Run Huggingface RWKV5 World Model
This model is developed and converted through https://github.com/BBuf/RWKV-World-HF-Tokenizer. If you have any issues, you can raise them in this project. You're also welcome to star it to follow the subsequent development progress.
CPU
from transformers import AutoModelForCausalLM, AutoTokenizer
model = AutoModelForCausalLM.from_pretrained("RWKV/rwkv-5-world-169m", trust_remote_code=True)
tokenizer = AutoTokenizer.from_pretrained("RWKV/rwkv-5-world-169m", trust_remote_code=True)
text = "\nIn a shocking finding, scientist discovered a herd of dragons living in a remote, previously unexplored valley, in Tibet. Even more surprising to the researchers was the fact that the dragons spoke perfect Chinese."

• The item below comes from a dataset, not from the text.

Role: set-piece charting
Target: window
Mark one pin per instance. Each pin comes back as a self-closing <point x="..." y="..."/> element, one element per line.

prompt = f'Question: {text.strip()}\n\nAnswer:'
inputs = tokenizer(prompt, return_tensors="pt")
output = model.generate(inputs["input_ids"], max_new_tokens=256)
print(tokenizer.decode(output[0].tolist(), skip_special_tokens=True))
output:
Question: In a shocking finding, scientist discovered a herd of dragons living in a remote, previously unexplored valley, in Tibet. Even more surprising to the researchers was the fact that the dragons spoke perfect Chinese.
Answer: The scientists found a herd of dragons living in a remote, previously unexplored valley, in Tibet.
GPU
import torch
from transformers import AutoModelForCausalLM, AutoTokenizer
model = AutoModelForCausalLM.from_pretrained("RWKV/rwkv-5-world-169m", trust_remote_code=True, torch_dtype=torch.float16).to(0)
tokenizer = AutoTokenizer.from_pretrained("RWKV/rwkv-5-world-169m", trust_remote_code=True)
text = "你叫什么名字?"
prompt = f'Question: {text.strip()}\n\nAnswer:'
inputs = tokenizer(prompt, return_tensors="pt").to(0)
output = model.generate(inputs["input_ids"], max_new_tokens=256, do_sample=True, temperature=1.0, top_p=0.1, top_k=0)
print(tokenizer.decode(output[0].tolist(), skip_special_tokens=True))
output:
Question: 你叫什么名字?
Answer: 我叫李明,是一名程序员。